By Sheldeen Joy Talavera – January 2, 2024 | 8:30 pm
from Business World
BW FILE PHOTO
THE Department of Energy (DoE) said registration for the lifeline rate program has been hindered by the practice of several households sharing power meters, making consumption by eligible users difficult to track.
Luningning G. Baltazar, director of the DoE’s Electric Power Industry Management Bureau, said users who would otherwise qualify for the lifeline rate cannot register because their homes did not have a dedicated meter.
“We will look into how we can address this issue,” Ms.
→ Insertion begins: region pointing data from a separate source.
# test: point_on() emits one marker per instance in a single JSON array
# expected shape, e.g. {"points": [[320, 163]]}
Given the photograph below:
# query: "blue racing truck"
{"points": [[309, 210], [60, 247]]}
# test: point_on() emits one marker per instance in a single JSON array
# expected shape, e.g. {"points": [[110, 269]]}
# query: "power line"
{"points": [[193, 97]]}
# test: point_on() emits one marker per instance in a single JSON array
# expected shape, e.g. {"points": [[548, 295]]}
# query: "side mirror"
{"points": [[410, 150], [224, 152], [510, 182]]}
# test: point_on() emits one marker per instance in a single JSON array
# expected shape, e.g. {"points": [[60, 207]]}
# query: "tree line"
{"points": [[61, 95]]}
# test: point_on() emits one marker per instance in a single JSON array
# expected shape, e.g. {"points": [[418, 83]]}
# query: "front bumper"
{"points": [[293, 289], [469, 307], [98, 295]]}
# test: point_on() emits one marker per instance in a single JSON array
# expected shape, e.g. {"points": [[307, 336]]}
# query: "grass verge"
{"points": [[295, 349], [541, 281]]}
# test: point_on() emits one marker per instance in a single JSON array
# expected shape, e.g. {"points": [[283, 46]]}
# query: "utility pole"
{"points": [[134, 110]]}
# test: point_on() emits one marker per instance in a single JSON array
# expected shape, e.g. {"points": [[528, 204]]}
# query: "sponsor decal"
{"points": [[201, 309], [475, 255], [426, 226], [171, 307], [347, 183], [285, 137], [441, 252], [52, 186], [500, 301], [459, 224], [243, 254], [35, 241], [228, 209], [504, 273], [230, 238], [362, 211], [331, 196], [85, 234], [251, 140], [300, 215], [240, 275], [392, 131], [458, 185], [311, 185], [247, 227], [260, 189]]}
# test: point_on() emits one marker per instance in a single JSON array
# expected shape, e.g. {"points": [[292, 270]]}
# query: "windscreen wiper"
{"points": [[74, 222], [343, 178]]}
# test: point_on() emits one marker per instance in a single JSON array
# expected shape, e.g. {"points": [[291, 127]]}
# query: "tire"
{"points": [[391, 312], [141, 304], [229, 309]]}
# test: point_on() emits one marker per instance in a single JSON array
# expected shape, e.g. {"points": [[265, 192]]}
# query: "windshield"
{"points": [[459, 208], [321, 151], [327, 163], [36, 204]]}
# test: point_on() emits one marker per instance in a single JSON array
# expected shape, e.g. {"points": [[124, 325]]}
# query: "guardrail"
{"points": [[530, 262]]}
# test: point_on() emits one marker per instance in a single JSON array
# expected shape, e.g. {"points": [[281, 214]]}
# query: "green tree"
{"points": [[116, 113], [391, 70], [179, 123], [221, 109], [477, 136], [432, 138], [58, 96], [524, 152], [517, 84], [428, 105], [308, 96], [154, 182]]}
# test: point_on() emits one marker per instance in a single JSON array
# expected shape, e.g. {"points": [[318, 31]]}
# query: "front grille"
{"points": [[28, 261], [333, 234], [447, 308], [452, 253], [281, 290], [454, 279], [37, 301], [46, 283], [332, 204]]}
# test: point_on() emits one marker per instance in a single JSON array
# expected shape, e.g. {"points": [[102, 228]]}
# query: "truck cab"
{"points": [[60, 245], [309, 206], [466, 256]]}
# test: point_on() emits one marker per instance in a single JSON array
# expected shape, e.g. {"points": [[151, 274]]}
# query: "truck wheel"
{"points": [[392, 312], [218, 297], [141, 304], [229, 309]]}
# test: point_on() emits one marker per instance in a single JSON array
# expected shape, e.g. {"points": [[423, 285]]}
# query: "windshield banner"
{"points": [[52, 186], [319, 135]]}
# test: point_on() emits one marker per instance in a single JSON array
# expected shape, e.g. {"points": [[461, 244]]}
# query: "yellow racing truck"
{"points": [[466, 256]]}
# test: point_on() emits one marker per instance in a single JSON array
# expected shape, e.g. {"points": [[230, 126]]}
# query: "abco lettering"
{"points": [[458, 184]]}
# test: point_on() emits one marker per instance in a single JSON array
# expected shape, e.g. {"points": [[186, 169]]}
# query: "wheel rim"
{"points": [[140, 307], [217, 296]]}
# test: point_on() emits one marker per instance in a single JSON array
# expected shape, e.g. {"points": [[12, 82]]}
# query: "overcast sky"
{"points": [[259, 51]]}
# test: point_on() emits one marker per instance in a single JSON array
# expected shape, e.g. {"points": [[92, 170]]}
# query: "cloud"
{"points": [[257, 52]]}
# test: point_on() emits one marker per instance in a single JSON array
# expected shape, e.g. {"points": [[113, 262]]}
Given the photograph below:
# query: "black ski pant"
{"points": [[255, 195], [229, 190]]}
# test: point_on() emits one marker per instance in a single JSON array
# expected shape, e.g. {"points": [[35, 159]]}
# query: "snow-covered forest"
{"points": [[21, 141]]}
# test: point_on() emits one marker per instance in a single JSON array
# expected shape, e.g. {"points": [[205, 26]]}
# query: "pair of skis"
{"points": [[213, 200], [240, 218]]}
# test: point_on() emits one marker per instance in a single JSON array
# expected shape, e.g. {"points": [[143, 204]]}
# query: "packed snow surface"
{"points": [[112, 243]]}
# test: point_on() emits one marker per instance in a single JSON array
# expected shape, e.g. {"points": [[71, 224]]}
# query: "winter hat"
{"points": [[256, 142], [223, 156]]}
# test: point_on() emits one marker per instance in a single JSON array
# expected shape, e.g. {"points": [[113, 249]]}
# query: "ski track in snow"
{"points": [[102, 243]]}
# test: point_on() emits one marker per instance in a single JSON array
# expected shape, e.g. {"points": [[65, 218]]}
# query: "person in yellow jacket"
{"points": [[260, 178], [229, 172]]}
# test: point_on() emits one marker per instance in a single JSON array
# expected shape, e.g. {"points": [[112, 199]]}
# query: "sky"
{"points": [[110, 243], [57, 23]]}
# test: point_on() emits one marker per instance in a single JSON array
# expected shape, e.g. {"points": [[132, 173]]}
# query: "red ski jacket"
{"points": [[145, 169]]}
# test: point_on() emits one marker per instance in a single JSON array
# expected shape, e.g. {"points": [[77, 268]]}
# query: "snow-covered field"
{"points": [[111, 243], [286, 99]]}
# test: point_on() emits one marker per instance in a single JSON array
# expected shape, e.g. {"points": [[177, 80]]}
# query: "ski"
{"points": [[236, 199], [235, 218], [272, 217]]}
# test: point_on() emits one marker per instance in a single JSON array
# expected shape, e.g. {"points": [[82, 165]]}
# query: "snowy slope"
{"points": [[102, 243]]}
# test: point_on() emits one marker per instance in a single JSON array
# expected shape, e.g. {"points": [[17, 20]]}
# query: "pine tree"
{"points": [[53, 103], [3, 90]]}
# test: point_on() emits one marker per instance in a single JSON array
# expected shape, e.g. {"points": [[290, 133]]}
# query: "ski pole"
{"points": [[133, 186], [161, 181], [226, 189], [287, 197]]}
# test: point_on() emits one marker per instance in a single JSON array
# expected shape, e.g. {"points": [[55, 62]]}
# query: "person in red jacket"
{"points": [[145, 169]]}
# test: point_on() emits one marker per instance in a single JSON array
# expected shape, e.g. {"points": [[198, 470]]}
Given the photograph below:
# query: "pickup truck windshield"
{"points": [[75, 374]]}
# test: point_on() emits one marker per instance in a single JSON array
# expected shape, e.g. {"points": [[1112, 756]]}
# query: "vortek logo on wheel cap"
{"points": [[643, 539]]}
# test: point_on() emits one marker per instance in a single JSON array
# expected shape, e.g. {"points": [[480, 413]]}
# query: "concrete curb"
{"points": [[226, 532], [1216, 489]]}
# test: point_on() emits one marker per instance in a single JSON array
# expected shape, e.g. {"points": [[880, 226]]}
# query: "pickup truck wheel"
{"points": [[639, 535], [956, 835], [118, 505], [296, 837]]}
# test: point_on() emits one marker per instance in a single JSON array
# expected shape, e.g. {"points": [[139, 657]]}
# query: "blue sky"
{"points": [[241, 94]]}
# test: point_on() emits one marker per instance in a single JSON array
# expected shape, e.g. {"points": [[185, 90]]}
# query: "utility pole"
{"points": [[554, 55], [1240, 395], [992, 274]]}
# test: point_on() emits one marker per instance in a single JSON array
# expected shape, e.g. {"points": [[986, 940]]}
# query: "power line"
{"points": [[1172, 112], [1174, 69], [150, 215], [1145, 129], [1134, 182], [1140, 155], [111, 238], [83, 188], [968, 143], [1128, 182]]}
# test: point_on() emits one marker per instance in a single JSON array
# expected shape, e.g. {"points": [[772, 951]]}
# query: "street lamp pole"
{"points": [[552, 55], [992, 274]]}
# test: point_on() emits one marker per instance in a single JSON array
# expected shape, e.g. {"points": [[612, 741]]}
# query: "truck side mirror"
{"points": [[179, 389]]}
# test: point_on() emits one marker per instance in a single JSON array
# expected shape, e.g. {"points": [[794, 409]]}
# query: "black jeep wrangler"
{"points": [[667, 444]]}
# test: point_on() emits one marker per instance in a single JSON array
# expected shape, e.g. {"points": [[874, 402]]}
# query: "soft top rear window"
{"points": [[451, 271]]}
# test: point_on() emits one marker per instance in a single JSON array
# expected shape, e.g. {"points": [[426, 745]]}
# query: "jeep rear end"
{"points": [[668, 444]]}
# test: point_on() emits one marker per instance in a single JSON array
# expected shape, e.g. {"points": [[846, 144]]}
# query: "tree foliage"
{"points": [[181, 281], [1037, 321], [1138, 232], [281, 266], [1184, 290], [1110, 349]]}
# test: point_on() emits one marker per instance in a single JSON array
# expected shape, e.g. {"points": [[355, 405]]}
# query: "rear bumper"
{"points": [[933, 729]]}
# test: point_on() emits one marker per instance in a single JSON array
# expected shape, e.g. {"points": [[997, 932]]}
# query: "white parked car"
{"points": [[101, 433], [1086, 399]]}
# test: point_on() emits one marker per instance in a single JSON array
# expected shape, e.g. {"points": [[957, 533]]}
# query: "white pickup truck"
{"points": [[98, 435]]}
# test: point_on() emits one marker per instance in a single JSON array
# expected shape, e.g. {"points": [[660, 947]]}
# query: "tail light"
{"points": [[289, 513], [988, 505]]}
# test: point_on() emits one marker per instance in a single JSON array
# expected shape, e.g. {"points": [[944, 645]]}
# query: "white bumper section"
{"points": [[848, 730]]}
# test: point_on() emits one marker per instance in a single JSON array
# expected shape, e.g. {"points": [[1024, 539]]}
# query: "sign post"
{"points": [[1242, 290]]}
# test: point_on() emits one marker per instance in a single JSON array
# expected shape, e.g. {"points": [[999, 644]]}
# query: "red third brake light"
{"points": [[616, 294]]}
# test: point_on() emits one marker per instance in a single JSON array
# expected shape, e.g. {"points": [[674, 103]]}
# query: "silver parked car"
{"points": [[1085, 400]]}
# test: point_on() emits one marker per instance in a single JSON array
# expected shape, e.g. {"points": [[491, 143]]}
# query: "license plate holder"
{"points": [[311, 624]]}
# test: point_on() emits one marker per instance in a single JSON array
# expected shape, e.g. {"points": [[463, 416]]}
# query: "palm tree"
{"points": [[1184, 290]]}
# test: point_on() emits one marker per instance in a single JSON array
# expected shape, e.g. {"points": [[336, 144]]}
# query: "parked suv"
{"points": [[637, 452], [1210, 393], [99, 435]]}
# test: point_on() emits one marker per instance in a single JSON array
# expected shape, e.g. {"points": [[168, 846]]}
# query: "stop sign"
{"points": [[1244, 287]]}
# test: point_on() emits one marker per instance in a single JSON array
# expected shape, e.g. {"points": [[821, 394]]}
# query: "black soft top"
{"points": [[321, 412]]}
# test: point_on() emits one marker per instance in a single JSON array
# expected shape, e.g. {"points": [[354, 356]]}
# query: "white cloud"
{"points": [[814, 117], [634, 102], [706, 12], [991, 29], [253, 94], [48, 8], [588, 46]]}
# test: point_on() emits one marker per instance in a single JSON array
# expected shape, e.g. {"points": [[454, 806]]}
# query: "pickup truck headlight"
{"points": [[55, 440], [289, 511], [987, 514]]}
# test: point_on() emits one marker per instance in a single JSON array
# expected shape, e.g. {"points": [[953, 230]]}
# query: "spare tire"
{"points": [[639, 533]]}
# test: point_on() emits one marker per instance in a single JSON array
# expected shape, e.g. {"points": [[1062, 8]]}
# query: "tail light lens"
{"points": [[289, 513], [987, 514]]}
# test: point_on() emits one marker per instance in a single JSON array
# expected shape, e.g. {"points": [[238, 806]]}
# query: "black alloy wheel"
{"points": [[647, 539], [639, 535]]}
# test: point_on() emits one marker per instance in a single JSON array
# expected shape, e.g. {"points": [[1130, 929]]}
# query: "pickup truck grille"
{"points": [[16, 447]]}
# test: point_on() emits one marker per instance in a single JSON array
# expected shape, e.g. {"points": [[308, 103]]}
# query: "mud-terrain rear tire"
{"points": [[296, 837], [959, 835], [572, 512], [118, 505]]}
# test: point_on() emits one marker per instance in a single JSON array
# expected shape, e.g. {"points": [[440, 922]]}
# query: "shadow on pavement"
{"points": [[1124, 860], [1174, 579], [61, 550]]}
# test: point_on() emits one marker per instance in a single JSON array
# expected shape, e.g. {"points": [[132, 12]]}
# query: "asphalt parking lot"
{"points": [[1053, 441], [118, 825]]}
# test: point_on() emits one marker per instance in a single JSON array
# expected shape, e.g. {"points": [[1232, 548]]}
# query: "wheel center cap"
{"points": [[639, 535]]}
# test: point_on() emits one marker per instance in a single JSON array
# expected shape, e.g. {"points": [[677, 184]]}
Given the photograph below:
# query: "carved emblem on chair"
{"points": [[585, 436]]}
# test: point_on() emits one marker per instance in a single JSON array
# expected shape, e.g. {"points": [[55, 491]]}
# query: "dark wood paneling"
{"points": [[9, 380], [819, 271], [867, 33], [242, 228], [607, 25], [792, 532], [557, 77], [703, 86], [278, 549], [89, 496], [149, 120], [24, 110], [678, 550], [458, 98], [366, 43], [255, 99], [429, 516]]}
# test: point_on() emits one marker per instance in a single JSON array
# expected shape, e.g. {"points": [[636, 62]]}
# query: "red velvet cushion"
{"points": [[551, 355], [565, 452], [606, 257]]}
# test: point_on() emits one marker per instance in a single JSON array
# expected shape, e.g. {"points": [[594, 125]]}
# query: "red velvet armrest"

Baltazar told government television network on Tuesday.
She added that registering as a group of households would bring many poor users above the lifeline consumption threshold, making them ineligible for subsidized power rates.
“We still encourage them to register since we are still studying the question of what would be the appropriate threshold,” she said.
The lifeline rate applies to users with a monthly power consumption of 100 kilowatt-hours or less. Under the revised rules, customers living in condominiums, subdivisions, and those with net-metering services do not qualify for the lifeline rate even if their consumption falls below the threshold.
Also, eligible for lifeline rates are beneficiaries of the Pantawid Pamilyang Pilipino Program (4Ps) and qualified marginalized end-user applicants who are not 4Ps beneficiaries but belong to a household of at least five members in which the combined monthly income is no more than P12,030.
Citing ERC data, Ms. Baltazar said that about 191,399 4Ps members were registered for the program as of Dec. 15. However, she said that the full list of 4Ps members is about 4.2 million, according to the Department of Social Welfare and Development.
The ERC said in an advisory last week that the full implementation of the program starts on Jan. 1.
“We will continue to do the lifeline caravan, information campaign so that many will be aware of the program,” Ms. Baltazar said.